Netflix Prize: Update 1

I’ve been working (almost daily) on my Netflix Prize code.  I gave up on using a database after I realized how impractically slow it would be.  Instead, I focused on fitting all of the data into RAM in a useful format.  At one point, I broke down and tried to buy more memory (upgrade from 1GB to 2), but that didn’t work out so I got back to work on keeping things small.

I ended up storing everything in memory twice so that I can quickly search either by movie id, customer id, or both.  The whole thing with ratings, counts, averages and standard deviations for movies and customers comes out to less than 700 MB both on the hard drive and in memory.  My average search time for a particular rating is now about 0.0025 ms.

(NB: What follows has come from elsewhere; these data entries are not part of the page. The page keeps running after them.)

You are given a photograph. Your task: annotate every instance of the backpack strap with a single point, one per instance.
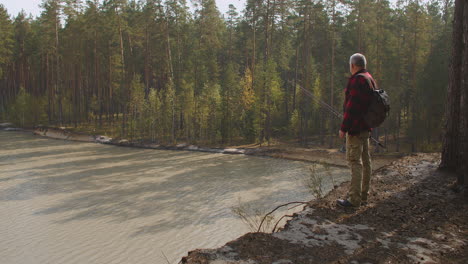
(370, 81)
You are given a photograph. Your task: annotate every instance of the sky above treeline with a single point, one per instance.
(32, 6)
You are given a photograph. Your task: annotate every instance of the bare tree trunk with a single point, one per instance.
(450, 151)
(463, 179)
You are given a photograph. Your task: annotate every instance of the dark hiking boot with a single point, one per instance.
(344, 203)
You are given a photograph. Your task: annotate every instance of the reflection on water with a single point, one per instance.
(68, 202)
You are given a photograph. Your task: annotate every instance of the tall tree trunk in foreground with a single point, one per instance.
(454, 153)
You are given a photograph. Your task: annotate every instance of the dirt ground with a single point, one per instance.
(413, 216)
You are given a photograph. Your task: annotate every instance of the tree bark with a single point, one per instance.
(450, 151)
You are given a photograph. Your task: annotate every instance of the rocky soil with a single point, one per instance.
(413, 216)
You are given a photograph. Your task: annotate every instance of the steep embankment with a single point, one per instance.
(413, 216)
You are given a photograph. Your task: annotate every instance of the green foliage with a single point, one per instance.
(27, 111)
(154, 70)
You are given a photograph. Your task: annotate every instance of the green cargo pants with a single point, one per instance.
(358, 156)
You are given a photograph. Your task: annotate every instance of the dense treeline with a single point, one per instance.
(161, 71)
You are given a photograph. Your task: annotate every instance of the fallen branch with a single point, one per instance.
(272, 211)
(274, 228)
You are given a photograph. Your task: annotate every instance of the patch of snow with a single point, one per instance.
(303, 230)
(283, 261)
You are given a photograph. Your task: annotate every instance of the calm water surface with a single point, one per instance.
(69, 202)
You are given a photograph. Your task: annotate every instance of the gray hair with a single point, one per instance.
(358, 59)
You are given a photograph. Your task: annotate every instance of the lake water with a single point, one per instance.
(70, 202)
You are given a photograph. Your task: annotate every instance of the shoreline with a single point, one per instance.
(324, 156)
(413, 216)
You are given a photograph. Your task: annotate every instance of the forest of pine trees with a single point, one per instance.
(168, 72)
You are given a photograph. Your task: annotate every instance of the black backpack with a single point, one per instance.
(379, 107)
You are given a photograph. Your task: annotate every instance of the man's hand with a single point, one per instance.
(342, 134)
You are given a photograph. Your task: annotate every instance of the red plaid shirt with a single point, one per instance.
(357, 100)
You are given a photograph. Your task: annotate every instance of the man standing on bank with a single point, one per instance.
(357, 100)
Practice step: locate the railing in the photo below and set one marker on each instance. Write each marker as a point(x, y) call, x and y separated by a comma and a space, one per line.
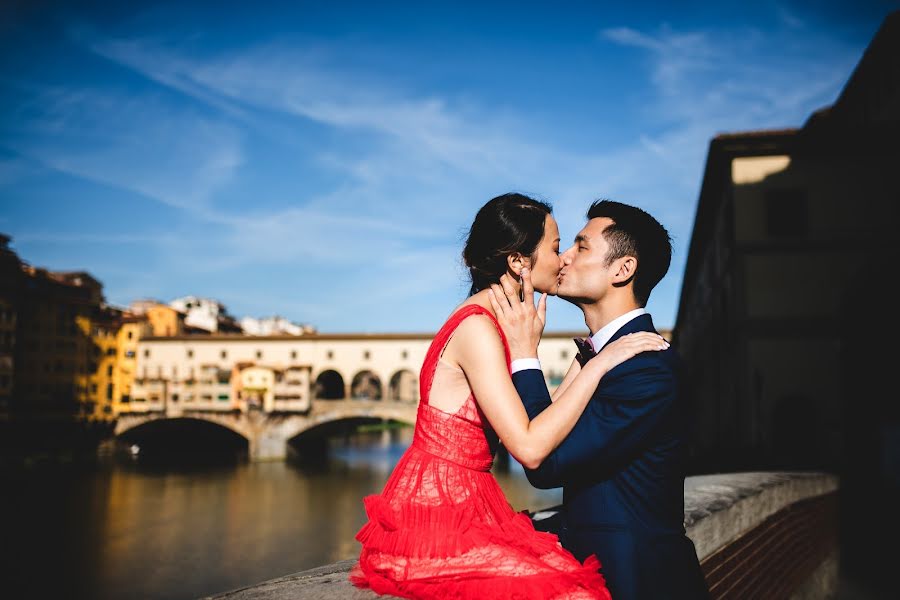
point(757, 535)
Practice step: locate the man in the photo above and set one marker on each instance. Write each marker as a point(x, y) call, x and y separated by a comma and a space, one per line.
point(622, 467)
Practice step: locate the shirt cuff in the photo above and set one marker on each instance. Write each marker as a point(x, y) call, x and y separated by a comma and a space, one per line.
point(523, 364)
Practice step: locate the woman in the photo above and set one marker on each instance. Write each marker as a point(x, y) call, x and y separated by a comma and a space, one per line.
point(442, 528)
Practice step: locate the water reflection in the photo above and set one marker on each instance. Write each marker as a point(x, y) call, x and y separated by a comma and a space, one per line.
point(123, 529)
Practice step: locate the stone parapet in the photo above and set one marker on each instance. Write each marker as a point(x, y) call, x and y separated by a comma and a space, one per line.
point(770, 534)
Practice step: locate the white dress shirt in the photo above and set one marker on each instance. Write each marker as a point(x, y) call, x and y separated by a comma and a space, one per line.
point(598, 339)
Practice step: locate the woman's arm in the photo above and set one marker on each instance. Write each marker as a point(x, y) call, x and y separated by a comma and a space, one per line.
point(477, 348)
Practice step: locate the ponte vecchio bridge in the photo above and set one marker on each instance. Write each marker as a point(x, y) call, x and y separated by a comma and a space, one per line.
point(273, 389)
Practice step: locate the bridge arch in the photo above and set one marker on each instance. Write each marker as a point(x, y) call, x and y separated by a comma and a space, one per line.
point(361, 412)
point(129, 423)
point(330, 386)
point(366, 385)
point(186, 438)
point(404, 387)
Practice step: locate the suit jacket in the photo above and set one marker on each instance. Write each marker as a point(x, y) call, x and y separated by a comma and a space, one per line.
point(622, 472)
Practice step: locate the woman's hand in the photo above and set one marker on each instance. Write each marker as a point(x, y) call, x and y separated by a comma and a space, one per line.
point(629, 346)
point(522, 322)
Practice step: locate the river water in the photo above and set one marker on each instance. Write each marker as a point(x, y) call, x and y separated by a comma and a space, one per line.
point(120, 529)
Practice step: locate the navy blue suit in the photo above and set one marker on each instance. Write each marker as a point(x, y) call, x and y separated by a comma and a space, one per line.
point(622, 472)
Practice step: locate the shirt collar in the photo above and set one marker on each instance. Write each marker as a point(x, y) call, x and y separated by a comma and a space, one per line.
point(600, 338)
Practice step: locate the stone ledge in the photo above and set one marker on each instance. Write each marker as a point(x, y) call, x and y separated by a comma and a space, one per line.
point(717, 509)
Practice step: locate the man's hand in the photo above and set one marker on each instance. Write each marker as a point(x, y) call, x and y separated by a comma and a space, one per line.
point(522, 322)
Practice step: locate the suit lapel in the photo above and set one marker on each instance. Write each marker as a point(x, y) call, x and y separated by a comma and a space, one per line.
point(642, 322)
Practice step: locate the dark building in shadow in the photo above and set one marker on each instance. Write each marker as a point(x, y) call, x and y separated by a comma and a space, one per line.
point(788, 308)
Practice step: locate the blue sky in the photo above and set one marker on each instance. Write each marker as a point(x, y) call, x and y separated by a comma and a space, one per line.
point(322, 161)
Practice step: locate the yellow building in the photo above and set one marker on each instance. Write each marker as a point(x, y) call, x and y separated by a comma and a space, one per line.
point(132, 329)
point(102, 388)
point(164, 320)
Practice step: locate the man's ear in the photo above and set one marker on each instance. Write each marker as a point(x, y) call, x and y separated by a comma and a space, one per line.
point(625, 270)
point(515, 262)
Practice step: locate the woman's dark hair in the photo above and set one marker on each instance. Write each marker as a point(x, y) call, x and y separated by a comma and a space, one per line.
point(506, 224)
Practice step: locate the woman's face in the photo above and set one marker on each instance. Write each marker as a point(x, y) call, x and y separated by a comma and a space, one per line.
point(545, 263)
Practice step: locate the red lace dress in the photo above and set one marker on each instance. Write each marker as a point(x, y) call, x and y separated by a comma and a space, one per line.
point(442, 528)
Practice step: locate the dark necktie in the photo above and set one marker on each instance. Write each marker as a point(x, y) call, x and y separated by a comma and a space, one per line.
point(585, 350)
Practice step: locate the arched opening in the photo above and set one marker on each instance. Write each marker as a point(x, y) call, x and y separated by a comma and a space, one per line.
point(185, 441)
point(330, 386)
point(351, 442)
point(366, 386)
point(404, 387)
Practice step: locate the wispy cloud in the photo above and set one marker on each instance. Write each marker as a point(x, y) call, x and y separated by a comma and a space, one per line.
point(396, 172)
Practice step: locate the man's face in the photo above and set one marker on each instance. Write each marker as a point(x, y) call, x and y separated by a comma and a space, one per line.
point(585, 276)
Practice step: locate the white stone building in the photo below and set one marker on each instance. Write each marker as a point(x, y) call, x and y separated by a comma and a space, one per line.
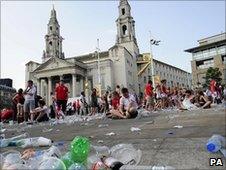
point(118, 65)
point(175, 77)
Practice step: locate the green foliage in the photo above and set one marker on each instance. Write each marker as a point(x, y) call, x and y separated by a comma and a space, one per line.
point(212, 74)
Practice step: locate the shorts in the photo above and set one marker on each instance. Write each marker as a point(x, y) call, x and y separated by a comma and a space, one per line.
point(133, 114)
point(163, 95)
point(62, 104)
point(29, 105)
point(149, 100)
point(43, 118)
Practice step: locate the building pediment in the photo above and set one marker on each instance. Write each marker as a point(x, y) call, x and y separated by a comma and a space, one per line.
point(54, 63)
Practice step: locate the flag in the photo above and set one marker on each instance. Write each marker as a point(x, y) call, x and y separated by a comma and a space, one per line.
point(155, 42)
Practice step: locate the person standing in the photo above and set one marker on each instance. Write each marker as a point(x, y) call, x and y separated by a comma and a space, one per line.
point(61, 93)
point(94, 102)
point(18, 101)
point(83, 104)
point(149, 96)
point(127, 104)
point(118, 90)
point(29, 95)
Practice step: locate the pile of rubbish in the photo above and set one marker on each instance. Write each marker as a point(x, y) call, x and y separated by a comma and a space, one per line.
point(81, 155)
point(216, 143)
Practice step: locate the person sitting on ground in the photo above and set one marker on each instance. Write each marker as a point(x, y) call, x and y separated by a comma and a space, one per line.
point(164, 94)
point(118, 90)
point(114, 111)
point(74, 106)
point(158, 104)
point(187, 104)
point(128, 104)
point(40, 113)
point(203, 100)
point(18, 101)
point(149, 96)
point(78, 106)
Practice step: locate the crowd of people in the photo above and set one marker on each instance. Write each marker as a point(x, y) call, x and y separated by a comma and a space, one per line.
point(120, 103)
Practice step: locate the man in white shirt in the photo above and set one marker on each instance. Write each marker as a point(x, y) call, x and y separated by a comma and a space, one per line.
point(83, 104)
point(29, 95)
point(128, 104)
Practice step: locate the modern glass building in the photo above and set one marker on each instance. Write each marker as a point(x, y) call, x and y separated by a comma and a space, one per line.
point(211, 52)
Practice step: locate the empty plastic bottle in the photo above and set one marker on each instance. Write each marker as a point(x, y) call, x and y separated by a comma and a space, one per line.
point(10, 158)
point(101, 151)
point(215, 143)
point(112, 163)
point(10, 141)
point(52, 163)
point(126, 154)
point(33, 142)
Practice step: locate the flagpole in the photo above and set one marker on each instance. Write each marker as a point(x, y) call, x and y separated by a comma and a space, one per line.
point(98, 58)
point(152, 62)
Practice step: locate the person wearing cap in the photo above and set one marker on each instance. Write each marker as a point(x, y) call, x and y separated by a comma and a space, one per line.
point(29, 95)
point(61, 93)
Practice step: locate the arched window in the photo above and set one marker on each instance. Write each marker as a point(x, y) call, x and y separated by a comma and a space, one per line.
point(124, 29)
point(123, 11)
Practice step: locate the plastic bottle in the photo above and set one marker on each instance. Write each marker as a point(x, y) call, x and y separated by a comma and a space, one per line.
point(126, 154)
point(77, 166)
point(53, 151)
point(140, 167)
point(101, 151)
point(98, 166)
point(10, 158)
point(215, 143)
point(112, 163)
point(10, 141)
point(33, 142)
point(52, 163)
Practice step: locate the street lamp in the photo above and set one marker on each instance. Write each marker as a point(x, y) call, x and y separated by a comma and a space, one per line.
point(97, 53)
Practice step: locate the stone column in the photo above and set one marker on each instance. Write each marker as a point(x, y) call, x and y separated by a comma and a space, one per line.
point(86, 90)
point(39, 86)
point(73, 85)
point(61, 77)
point(49, 90)
point(42, 88)
point(81, 84)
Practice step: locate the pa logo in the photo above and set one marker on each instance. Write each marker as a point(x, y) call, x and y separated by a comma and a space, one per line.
point(216, 162)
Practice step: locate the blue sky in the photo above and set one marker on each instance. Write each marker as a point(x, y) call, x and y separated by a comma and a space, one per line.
point(177, 24)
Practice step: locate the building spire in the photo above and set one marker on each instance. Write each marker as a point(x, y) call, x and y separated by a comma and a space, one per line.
point(124, 2)
point(125, 24)
point(53, 13)
point(53, 39)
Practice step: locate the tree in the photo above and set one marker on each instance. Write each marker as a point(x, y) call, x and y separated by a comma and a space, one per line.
point(212, 74)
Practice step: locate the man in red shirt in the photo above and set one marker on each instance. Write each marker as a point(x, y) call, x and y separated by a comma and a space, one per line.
point(61, 93)
point(149, 96)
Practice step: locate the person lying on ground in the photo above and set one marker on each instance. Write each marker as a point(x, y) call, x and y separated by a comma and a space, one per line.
point(187, 104)
point(114, 111)
point(40, 113)
point(128, 104)
point(203, 100)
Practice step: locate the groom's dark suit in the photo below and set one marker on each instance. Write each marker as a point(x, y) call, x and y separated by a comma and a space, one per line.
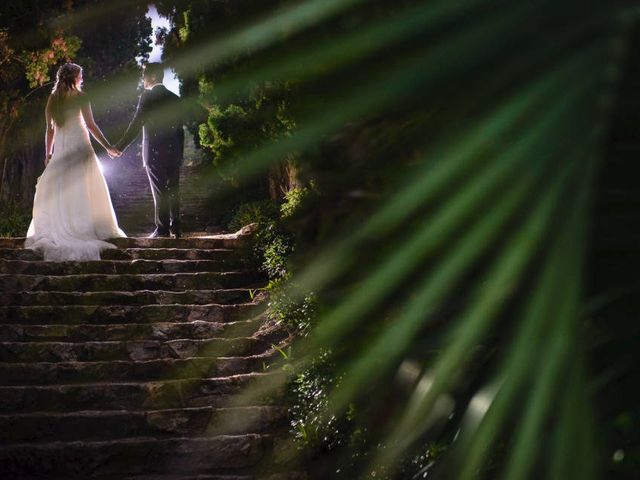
point(159, 116)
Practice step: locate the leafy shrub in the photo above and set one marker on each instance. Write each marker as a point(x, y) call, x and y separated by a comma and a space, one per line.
point(311, 427)
point(263, 212)
point(293, 200)
point(283, 309)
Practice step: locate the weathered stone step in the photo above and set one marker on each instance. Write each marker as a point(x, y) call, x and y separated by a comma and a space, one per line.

Since I’ve been focused on getting my basic tools working, I haven’t really had time to work on an intelligent prediction algorithm.  So far, my best RMSE is 1.016 which is pretty weak.  I did a quick test to see what would happen if I used whichever was closest to the correct value of either the average rating for the customer, or the average rating for the movie.  I was quite surprised to get an RMSE of about 0.84.

Of course, this isn’t a useful algorithm because in the real world we don’t know the actual ratings.  An interesting approach would be to come up with an accurate way of determining which average is better without knowing the correct rating.  It might be easier than trying to guess the rating directly.  Then again, maybe not.